I think you both, @ms12345 & @morteasd are right. The only reason I even began to study kanji before grammar or vocab is due to the tofugu guide, This one, which implores you to first learn hiragana, kanji and katakana, before doing grammar and vocab, partially because they claim that you NEED kanji to be able to read the textbooks and that you should know 80% of the vocab/kanji before starting because otherwise it will be futile. So of course I ended up feeling like I NEED to know kanji before I can start learning grammar and vocab. Because how could I learn those things if I can’t read a text book?
That combined with the fact that it promises that the first kanji part takes onli 1 - 3 months, and that you’ll learn the reast in a bit of a year, made me really hopeful. This probably contributes to my frustration and feeling of inadequancy, the fact that they say that you are supposed to be able to just hit these off like it’s nothing and then coming here and reading how fast people are doing things. I am by nature really emotional person and take a lot of things personally and the promises of fast learning, other people doing things fast and the constant ‘-apprentice’ and such messages have just gotten to me.
And this isn’t the first instance this is an issue in my life. My graduation diploma from basic school (peruskoulu) is horrible because of this. A lot of rote memorization of subjects which I am not at all good at. This resulted me in reading chapters from school books over and over again, my parents quizzing me, me not remembering the answers, my parents telling me that I’m in wrong, me becoming really frustrated due to the issues already described, me not learning the subjects, failing an exam, being scolded by parents, feeling either frustrated or like failure. And thats how I ended up with 6.45 average on 4 - 10 scale (4, failure, 10, best).
I wish there was a positive feedback mode for wanikani. Something where, for example, after review session, it would give you message like ‘you already know 60% of the vocab! You’re doing great!’ and such. That would help a lot since it would give positive reinforcement and would dull the failure part.
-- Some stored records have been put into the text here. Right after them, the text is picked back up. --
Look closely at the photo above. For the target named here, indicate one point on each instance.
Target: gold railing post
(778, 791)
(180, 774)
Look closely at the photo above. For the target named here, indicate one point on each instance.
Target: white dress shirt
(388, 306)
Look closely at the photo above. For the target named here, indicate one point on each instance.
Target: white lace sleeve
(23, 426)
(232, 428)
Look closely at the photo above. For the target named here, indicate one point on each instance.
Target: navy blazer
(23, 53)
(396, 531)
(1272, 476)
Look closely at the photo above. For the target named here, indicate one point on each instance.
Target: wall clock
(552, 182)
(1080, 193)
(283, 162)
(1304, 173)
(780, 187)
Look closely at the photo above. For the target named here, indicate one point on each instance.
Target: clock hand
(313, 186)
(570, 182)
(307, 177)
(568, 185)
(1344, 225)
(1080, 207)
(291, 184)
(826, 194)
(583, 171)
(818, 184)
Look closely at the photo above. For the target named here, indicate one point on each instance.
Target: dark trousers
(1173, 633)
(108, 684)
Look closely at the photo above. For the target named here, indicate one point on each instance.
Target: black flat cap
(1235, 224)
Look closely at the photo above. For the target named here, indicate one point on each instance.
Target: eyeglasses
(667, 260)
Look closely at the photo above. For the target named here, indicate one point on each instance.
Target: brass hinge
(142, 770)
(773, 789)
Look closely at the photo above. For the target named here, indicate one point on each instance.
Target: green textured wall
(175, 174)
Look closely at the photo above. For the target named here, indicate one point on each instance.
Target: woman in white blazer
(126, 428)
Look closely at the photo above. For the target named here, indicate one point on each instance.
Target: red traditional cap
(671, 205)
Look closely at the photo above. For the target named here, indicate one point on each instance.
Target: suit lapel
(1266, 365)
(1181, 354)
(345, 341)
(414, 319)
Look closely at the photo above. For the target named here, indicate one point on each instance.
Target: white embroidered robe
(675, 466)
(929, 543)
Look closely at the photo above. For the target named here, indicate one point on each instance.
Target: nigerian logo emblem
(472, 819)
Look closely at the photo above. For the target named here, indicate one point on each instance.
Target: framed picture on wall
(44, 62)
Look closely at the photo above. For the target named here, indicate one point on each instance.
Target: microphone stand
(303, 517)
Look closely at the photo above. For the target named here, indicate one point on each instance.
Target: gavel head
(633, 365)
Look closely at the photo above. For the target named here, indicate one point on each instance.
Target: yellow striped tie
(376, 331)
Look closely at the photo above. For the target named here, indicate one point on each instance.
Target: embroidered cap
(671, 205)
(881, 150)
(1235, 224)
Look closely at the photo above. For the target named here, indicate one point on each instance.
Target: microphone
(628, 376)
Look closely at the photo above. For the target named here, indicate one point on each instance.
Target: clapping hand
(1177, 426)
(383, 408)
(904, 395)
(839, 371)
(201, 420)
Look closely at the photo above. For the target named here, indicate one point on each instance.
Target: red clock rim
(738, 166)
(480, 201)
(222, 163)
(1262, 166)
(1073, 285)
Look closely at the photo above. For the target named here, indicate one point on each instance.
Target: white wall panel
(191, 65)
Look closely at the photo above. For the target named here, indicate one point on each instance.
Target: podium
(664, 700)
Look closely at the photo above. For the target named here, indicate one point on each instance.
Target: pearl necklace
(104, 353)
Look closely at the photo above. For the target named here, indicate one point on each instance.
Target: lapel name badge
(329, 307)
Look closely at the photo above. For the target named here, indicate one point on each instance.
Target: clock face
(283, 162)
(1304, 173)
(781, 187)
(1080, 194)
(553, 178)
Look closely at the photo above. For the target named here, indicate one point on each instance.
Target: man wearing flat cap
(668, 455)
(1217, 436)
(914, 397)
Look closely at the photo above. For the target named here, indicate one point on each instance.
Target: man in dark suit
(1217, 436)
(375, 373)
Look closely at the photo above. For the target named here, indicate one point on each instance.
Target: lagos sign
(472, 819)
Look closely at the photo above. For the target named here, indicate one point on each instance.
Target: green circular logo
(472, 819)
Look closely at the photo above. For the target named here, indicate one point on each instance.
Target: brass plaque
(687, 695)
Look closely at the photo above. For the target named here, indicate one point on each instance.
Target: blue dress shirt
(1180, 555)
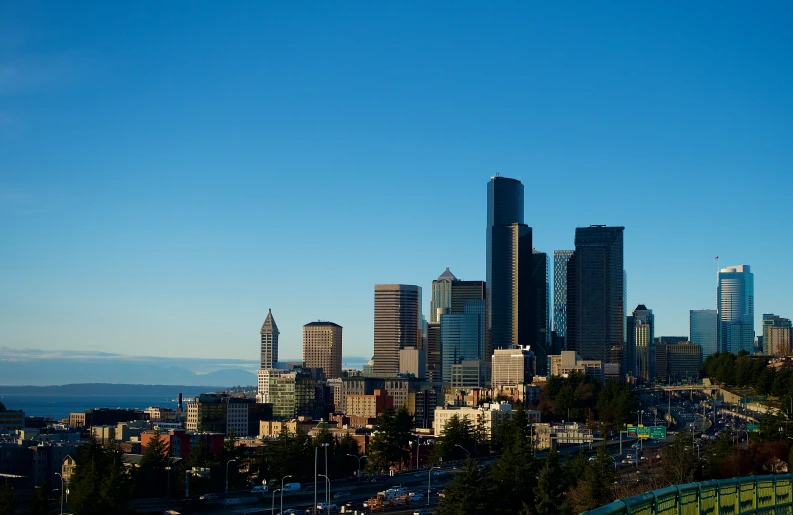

Anyway, I am supposed to be working on my novel and here I am. If I can ask you two, are there sources for grammar and vocab you recommend for a person who only knows hiragana? Preferably one that would have keigo/non-keigo information and colloqual speak information too but that’s no hard limit. As long as I could build some sort of baseline from which build towards fluency/ability to read would be greatly appreciated!